Dokuz Eylul University Faculty of Medicine, Department of Medical Microbiology, Izmir, Turkey.
ÖZET
Sifilizin tanısında kullanılan geleneksel algoritma, taramanın önce nontreponemal bir testle yapılması, pozitif çıkan sonuçların daha sonra özgül bir treponemal testle doğrulanmasıdır. Günümüzde sifiliz taraması için nontreponemal testlerden daha duyarlı ve otomasyona uygun ticari testler kullanıma girmiştir. Sifiliz serolojisi ile ilgili bazı rehberlerde tarama için treponemal testler ilk seçenek olarak önerilmektedir; ancak öneriyi yapan rehberler arasında tarama sonrası çalışılacak testler için bir fikir birliği bugüne kadar oluşmamıştır.
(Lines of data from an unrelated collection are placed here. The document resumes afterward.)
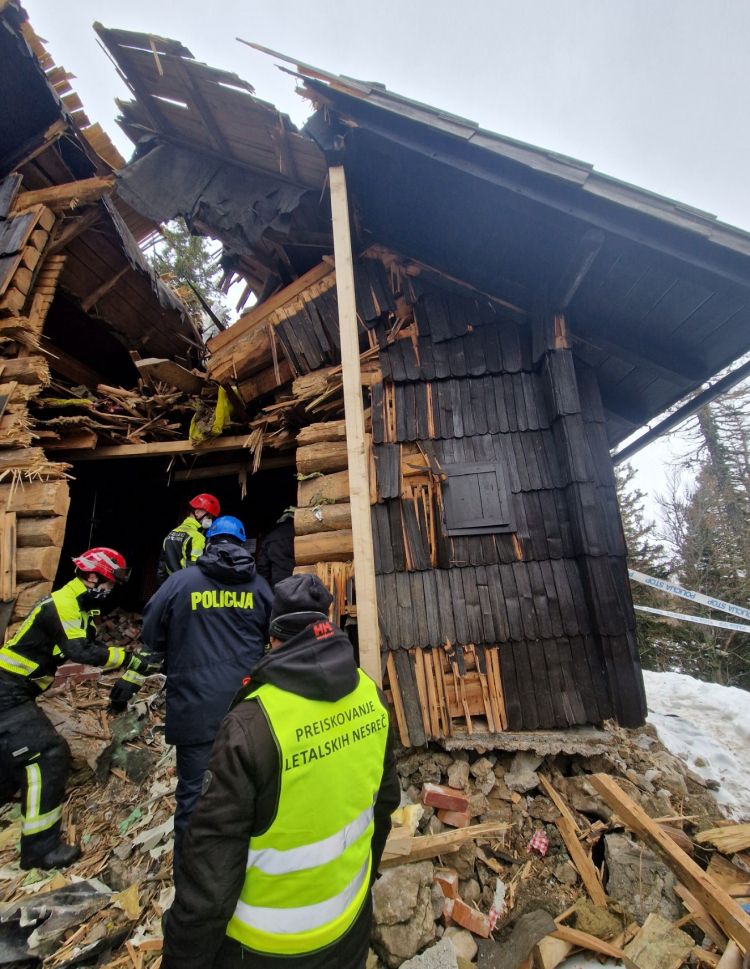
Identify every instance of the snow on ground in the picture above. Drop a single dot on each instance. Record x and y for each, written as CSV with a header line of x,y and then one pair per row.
x,y
707,726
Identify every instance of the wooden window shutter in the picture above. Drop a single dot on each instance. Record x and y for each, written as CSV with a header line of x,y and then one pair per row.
x,y
476,499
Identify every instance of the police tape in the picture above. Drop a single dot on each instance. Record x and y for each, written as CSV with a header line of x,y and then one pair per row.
x,y
677,590
699,619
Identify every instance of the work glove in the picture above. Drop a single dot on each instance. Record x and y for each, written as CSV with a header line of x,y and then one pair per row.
x,y
119,695
143,663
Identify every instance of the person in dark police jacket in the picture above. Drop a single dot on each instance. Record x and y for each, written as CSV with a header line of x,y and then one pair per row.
x,y
285,841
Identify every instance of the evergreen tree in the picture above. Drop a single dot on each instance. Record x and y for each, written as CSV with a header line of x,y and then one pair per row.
x,y
187,263
645,554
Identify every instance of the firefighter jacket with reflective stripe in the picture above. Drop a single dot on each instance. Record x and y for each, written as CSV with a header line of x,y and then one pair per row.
x,y
57,629
308,874
182,547
211,622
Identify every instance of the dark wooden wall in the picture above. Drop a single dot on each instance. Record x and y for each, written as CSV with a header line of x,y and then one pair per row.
x,y
551,591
Bu çalışmada, ilk tarama testi olarak kemilüminesan mikropartikül enzim immünoassay (CMIA) temeline dayalı bir treponemal testin (Architect Syphilis TP; Abbott Japan Co, Japonya) kullanıldığı tanısal algoritma, laboratuvar verilerinin geriye dönük olarak incelenmesi ile değerlendirilmiştir. Çalışmada, Ocak 2007-Şubat 2010 tarihleri arasında sifiliz taraması yapılan 7104'ü kadın toplam 10.878 hastaya ait 12.195 örnek incelenmiştir. Algoritmaya göre, CMIA negatif örneklerle ek bir test çalışılmazken, pozitif örneklerde RPR (Rapid Plasma Reagin; Omega Diagnostics, İngiltere) çalışılmış ve her iki test sonucu pozitif bulunan örnekler rapor edilmiştir. Sonuçlar arasında uyumsuzluk saptandığında, pozitif CMIA sonucu TPHA (Treponema pallidum hemagglutination; Omega Diagnostics, İngiltere) testi ile doğrulanmıştır. Çalışmada ayrıca, CMIA pozitif örneklerin kantitatif değerleri (örnek/eşik değer absorbansı; s/co) ile TPHA ve RPR testlerinin sonuçları karşılaştırılmıştır. Tarama sonucunda hastaların %1.1 (120/10.878)'i, örneklerin ise %2 (206/12.195)'si pozitif olarak saptanmıştır. CMIA testinde s/co değeri < 12 olan örneklerin %19.1'inin, s/co > 12 olan örneklerin ise %100'ünün TPHA ile doğrulandığı gözlenmiştir. RPR testi ile ≥ 1/32 titrede pozitif bulunan örneklerin tümünde CMIA s/co değerlerinin > 21 olduğu izlenmiştir. Çalışmamızda, CMIA testinin düşük s/co oranlarında yalancı pozitif sonuç verebildiği, bu nedenle CMIA pozitif sonuçların bir başka treponemal testle doğrulandıktan sonra RPR çalışılması gerektiği kanısına varılmıştır. Sonuç olarak, çalışmamızda elde edilen veriler ve son yıllarda yayınlanmış rehberlerde yer alan öneriler ile uyumlu yeni bir algoritma oluşturulmuştur.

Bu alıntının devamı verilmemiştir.